Summary
The aim of this proposal is to develop an innovative new system, including hardware assemblies and machine
learning algorithms, for continuous, high-resolution 3D quantification of behavioral and eliciting stimulus
dynamics in a natural mouse prey capture paradigm. The system will satisfy a critical unmet need for an easily
adoptable, modern behavioral measurement technology that extends well beyond current offerings, which are
difficult to set up and limited largely to measuring spontaneous animal movement in impoverished, static
environments. Our system consists of a 3D convolutional neural network processing multi-perspective video
recordings to provide detailed measurements of both predator (mouse) and prey (cricket) spatiotemporal
movement patterns within an enclosed, compact apparatus permitting precise control over the visual
environment. To reduce implementation complexity and enhance usability in other labs, the system will use only
a single commercial video camera and a set of low-cost mirrors to provide the multiple perspectives required for
3D behavior tracking. By using only a single camera, we also reduce the instrument’s physical footprint, thus
facilitating high-throughput studies across multiple setups. Furthermore, our 3D tracking algorithm will be built to
support out-of-the-box generalization to cloned setups, meaning other labs can immediately start doing science
with the instrument without laborious data labeling and training steps. As part of our system, we will also develop
new methods for analyzing the rich 3D mouse and cricket data to isolate key kinematic and action variables
along with comprehensive characterization of stimulus-behavior relationships.

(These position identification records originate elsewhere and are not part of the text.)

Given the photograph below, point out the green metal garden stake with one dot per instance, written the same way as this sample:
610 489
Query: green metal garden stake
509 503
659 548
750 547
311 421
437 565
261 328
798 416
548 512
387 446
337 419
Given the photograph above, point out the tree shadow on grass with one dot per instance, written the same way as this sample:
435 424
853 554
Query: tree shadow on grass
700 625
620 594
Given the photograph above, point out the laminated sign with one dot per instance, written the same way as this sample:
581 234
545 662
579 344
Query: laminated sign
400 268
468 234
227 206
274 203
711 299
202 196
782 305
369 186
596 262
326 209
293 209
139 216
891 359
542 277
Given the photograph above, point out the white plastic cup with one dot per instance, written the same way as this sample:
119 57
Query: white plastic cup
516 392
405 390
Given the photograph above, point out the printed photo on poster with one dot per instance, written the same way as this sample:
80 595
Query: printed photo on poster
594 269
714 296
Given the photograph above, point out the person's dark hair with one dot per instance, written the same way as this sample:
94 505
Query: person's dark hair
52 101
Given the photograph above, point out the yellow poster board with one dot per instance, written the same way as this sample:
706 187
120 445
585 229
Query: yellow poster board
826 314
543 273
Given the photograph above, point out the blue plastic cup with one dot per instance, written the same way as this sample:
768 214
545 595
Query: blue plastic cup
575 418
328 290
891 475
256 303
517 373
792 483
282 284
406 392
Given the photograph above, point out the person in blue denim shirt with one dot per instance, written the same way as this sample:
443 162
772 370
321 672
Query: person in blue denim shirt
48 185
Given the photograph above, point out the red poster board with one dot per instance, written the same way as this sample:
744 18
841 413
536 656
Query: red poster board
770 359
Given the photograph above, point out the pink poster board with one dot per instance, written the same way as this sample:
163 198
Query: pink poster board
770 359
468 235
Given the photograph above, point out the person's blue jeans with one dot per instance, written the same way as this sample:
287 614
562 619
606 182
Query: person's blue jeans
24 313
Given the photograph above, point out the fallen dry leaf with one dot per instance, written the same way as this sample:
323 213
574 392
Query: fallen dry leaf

We will then investigate how these
new measurements can be used to better understand retinitis pigmentosa and Parkinson’s disease. Preliminary
experiments have been quite successful and illustrate the promise and power of our approach to collect large
amounts of quantitative behavior data and identify new phenotypes of motor disorders. As our vision is to make
as large of an impact as possible, our system and datasets will be shared openly with community to catalyze a
wide range of new research into brain function and treatments for neurological disease.